O Sol e a Lua são a base dessas 16 emanações. No organismo humano, eles são o masculino e o feminino. Sua energização e polarização produzem os kalas que fluem dos órgãos genitais femininos, em momentos específicos da dupla lunação, que constitui o ciclo de 28 dias do mês lunar. A cada um desses dias é atribuída uma vibração particular representada por uma divindade que possui um kala característico. As escalas de cores publicadas por Crowley no Liber 777 baseiam-se, em última análise, neste sistema, embora tenha surgido alguma confusão porque dois dos kalas não aparecem no esquema original. Assim, embora existam 30 kalas, parece haver 32 (16 + 16), sendo os dois extras reflexos do Sol e da Lua na Sacerdotisa, quando ela opera nos caminhos de Daath e Saturno. Os mistérios destes caminhos ou emanações resumem os segredos últimos dos kalas que existem na Tradição Cabalística Ocidental, chegando aqui via Egito, a partir da primordial Gnose Africana. Pode parecer que Mathers, Benneth e Crowley tropeçaram no esquema de cores que forma as colunas 15 a 18 do Liber 777, porque é altamente improvável que tivessem qualquer conhecimento da doutrina dos kalas. Crowley claro que não, pois até o último ano de sua vida ele não tinha em mãos um certo manuscrito raro e secreto (7).

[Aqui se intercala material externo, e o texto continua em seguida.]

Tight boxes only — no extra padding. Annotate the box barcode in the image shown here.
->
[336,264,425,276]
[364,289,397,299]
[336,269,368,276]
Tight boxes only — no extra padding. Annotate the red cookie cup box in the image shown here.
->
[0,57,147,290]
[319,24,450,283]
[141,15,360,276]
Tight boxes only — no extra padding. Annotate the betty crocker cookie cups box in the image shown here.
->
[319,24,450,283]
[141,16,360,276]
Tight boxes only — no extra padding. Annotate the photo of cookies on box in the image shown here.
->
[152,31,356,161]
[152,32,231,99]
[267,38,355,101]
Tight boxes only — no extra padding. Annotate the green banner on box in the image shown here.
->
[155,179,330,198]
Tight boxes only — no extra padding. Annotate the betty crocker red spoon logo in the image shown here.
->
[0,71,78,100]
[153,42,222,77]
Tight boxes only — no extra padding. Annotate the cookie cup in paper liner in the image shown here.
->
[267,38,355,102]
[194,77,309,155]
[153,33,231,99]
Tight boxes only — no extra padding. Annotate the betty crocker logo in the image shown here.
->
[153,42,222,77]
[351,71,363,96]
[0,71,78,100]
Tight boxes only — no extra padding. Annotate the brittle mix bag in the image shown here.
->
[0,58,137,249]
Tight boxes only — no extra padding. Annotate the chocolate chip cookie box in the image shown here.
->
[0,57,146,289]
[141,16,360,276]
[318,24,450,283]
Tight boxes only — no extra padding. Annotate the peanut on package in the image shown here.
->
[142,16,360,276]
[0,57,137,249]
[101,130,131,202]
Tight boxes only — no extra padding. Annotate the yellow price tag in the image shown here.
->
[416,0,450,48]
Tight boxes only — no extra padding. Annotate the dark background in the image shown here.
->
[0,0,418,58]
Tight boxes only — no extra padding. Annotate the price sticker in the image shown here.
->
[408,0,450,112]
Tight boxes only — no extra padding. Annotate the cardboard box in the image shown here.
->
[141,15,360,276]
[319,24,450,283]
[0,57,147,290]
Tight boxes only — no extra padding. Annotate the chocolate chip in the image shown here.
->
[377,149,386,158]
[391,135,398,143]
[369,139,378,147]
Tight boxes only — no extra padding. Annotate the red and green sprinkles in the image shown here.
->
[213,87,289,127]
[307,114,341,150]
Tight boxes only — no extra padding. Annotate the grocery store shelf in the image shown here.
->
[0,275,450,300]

Aspectos relevantes do Srividya (a ciência dos kalas) foram explicados em minha Trilogia Tifoniana, enquanto em meu “O Lado Noturno do Éden”, a síntese subsequente foi expressa ’em uma forma adequada às necessidades dos ocultistas práticos que usam a Corrente Ofidiana’.

A correlação dos kalas, as células oníricas do subconsciente, e os Túneis de Set, foi explicada em “O Lado Noturno do Éden”. Cada célula é ao mesmo tempo gerador e veículo para um ou outro dos 16 kalas e seus respectivos reflexos nos 32 túneis. Cada célula tem no seu limiar um guardião do sono que responde às vibrações do seu nome qliphótico, cor e nota musical. O grimório de nomes e sigilos publicado em “O Lado Noturno do Éden” é a chave para o sistema de controle de sonhos referido na Trilogia Tifoniana (8). O termo “Controle dos Sonhos” denota o controle e a transformação do estado de vigília através da mente sonhadora (subconsciente). Vários sistemas de controle mágico, como o de Austin Osman Spare, envolvem o uso de sigilos e símbolos sensíveis que atuam nas camadas subconscientes, onde não há limites precisos. Contudo Crowley, em seu Liber CCXXXI (9), inclui um mapa preciso dos túneis de Set, baseado na divisão dos Aats de Sekhet-Aaru do antigo Egito, que foram comparados por Budge e outros aos Campos Elísios. A tradução literal de Sekhet-Aahru, entretanto, carrega outro significado mais essencial. Sekhet é a deusa com cabeça de leão, simbolizando o poder feroz e ígneo do sol no hemisfério sul. O nome sekhet é a origem da palavra hindu shakti, que significa “poder”, que muitas vezes é simbolizada por uma mulher ou uma deusa, esta última significando a abundância de poder sobre-humano, neste caso, o poder do calor sexual. Shakti é sempre representada (em esculturas religiosas) como consorte e “meio de expressão” de algum deus específico. A palavra Ru ou Aru era representada nos Cultos Draconianos Egípcios pelo ventre ou útero da fêmea do hipopótamo, da besta das águas, do dragão das profundezas e do Dilúvio. O Aru ou Taru era a porta (10) de acesso ao poder cujo “tarot” é a roda, yoni ou lótus da lei. Os campos (Sekhet-Aaru) são os locais das flores, e as águas desta flor (ou fluido) especial, o Lótus, foram identificadas em todos os cultos antigos com o fluido sexual ou floração, cuja manifestação são os kalas emitidos pela vagina. As divisões de Sekhet-Aahru formam assim as células secretas ou campos de energia do organismo feminino.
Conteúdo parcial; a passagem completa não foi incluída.